LASHKARGAH -- Tens of thousands of residents of Helmand Province have fled their homes following days of heavy fighting between the Taliban and security forces, officials said Wednesday (October 14), as violence continues to soar despite peace talks.
Taliban militants launched a series of attacks on Lashkargah on Sunday (October 11) night, prompting the United States to call in air strikes to defend Afghan National Defence and Security Forces (ANDSF).
The group launched military operations in Helmand to recapture some areas taken by Afghan forces in the past few months, said Taliban spokesperson Zabiullah Mujahid in a phone interview with Shamshad TV October 14.
While admitting that Taliban insurgents were consolidating their positions in Helmand, he later appeared to backtrack on the scope of the operation in another interview the same day with Voice of America, saying that no "major offensive is currently under way" there.
The fighting triggered an exodus by local residents who crammed onto motorcycles, taxis and buses.
"More than 5,100 families or 30,000 people... have fled the fighting so far," Sayed Mohammad Ramin, director of the Helmand Department of Refugees and Repatriations, told AFP.
"Some families are still living in the open in the streets in Lashkargah; we don't have tents to give them."
Local resident Hekmatullah said he was forced to flee after a mortar shell hit his neighbour's house, killing two women.
"The fighting was so intense that I did not have time to take any extra clothes. I only took my family," said Attaullah Afghan, a farmer who fled with his family of 12.
Fighting was ongoing in at least four districts October 14, Afghan officials said, adding that ANDSF have repelled repeated Taliban assaults in the area.
Tens of Taliban fighters have been killed in ANSDF operations since fighting began, local officials told TOLONews.
Taliban must 'stop offensive actions'
Acting Defence Minister Gen. Asadullah Khalid visited Helmand October 14 to discuss the security situation and new security plans with senior local officials, the ministry tweeted.
"He praised ANDSF's achievements and dedications towards defending Helmands residents," the tweet said.
The United Nations Assistance Mission in Afghanistan (UNAMA) called on Taliban members and Afghan forces "to take all feasible measures to protect civilians, [including] safe paths for those wishing to leave" the area.
Under a deal the Taliban signed with US negotiators in February, the insurgents are not supposed to hit urban areas and are meant to keep violence down.
An uptick in violence in recent weeks, since the Taliban and Afghan government kicked off peace talks on September 12, has slowed the peace process.
US Gen.
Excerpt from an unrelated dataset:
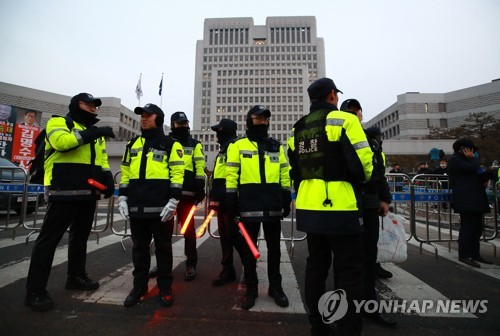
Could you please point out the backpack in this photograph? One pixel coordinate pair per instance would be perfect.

Scott Miller, commander of the NATO-led mission in Afghanistan, warned the Taliban to "immediately stop their offensive actions in Helmand Province and reduce their violence around the country".
"It is not consistent with the US-Taliban agreement and undermines the ongoing Afghan Peace Talks," he said in a statement Monday (October 12).
Meanwhile, a collision between two Afghan military helicopters early October 14 in Nawa District, Helmand Province, killed at least nine people on board, according to Omar Zwak, a spokesperson for the provincial governor.
The Defence Ministry said it was investigating the incident.